Yiwen Akkeny : Exactement. Comme il nous a été donné de le voir déjà, cette ambition démesurée peut amener certains à marcher sur le corps de leur propre mère pour assouvir leur besoin presque maladif de « paraitre ». À mon sens, le problème ne réside ni en eux ni au niveau du public. L’enjeu est de taille. Cela participe de la volonté de former un bon citoyen ou pas. C’est tout comme l’école d’ailleurs… Le reste suit de lui-même dans la mesure où, si on avait voulu avoir des artistes de haut niveau, donc un public exigeant et très regardant, on aurait procédé autrement.

Dans quelle mesure vous reconnaissez-vous dans ces propos de Vittorio Alfieri : « l’ambition, sous la tyrannie, se voyant interdire toutes les routes et tous les objectifs vertueux et sublimes, devient d’autant plus vile et vicieuse qu’elle est plus grande. » ?

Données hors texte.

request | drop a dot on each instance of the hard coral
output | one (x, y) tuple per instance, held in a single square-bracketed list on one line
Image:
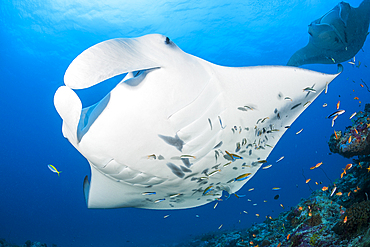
[(355, 140), (358, 218)]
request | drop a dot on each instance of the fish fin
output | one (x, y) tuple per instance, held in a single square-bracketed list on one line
[(69, 107)]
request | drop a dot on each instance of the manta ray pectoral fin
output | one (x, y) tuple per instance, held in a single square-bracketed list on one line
[(86, 189), (69, 107), (108, 59)]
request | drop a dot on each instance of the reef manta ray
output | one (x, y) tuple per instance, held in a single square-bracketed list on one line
[(178, 130), (335, 37)]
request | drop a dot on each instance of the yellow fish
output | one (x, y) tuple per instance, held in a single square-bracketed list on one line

Yiwen Akkeny : C’est très juste. Sauf qu’ici, l’ambition n’est pas surdimensionnée. Pour ma part, je dirais que sans ambition, nulle avancée. Cependant, sous la tyrannie, je pense qu’au lieu de dévier de la vertu, l’objectif final de cette tyrannie étant de corrompre les esprits, il serait au moins « compréhensible » de se taire à défaut de pouvoir défier la peur.

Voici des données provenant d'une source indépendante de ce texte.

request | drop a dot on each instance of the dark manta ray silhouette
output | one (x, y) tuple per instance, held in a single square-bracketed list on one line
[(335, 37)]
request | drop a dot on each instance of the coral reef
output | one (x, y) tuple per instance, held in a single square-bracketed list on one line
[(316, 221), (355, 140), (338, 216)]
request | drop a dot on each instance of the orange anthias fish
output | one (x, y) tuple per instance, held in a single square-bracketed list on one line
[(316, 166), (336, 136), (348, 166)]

En effet et selon qu’on soit sous la tyrannie ou libre, le sens et la portée de l’ambition, quelle soit démesurée ou pas, changent du tout au tout. En même temps, peut-on raisonnablement imaginer un art ou une œuvre d’art sans la moindre ambition, sans le besoin de paraitre, sans la légitime attente d’un juste retour sur investissement ?

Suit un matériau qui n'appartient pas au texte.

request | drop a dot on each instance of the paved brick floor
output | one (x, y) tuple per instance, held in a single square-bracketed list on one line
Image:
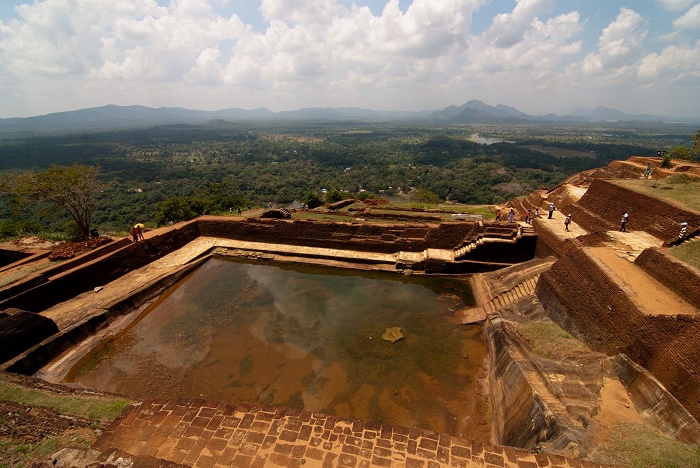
[(205, 434)]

Yiwen Akkeny : Le mot investissement que vous avez employé résonne comme un coup de pistolet en plein théâtre… En fait, vous avez raison : tout investissement attend un gain. Or, ce dont je vous parle n’est en aucun cas un investissement. Je vous donne une image : quand on dort et que l’on fait un beau rêve, nous n’avons rien investi, pourtant, au petit matin, on esquisse un sourire en se rappelant ce rêve. A-t-on investi quoi que ce soit pour gagner ce sourire ? Non. D’où viennent alors ce sourire et cette petite joie qui le sous-tend ? Appelez cela comme vous voulez, mais, ce n’est en aucun cas un « bénéfice » après un « investissement. Transposer cela à la vie réelle, ça donne à peu près la « rêverie » que seul Gaston Bachelard a réussi à décrire. C’est cela l’Art. Ainsi, chacune de mes chansons est une petite rêverie qui me procure une satisfaction intérieure. Ma chanson « Ufgent« , en 1996, parle de cela ; j’aurais mieux fait de les garder à moi, mes chansons, mais bon…

Que voulez-vous dire ?

Yiwen Akkeny : Ne pas les éditer.


Pourquoi donc ?

Yiwen Akkeny : C’est un sentiment du tout début de ma carrière qui revient. Comme au sortir du studio, je ne suis jamais, mais alors là, jamais content du travail.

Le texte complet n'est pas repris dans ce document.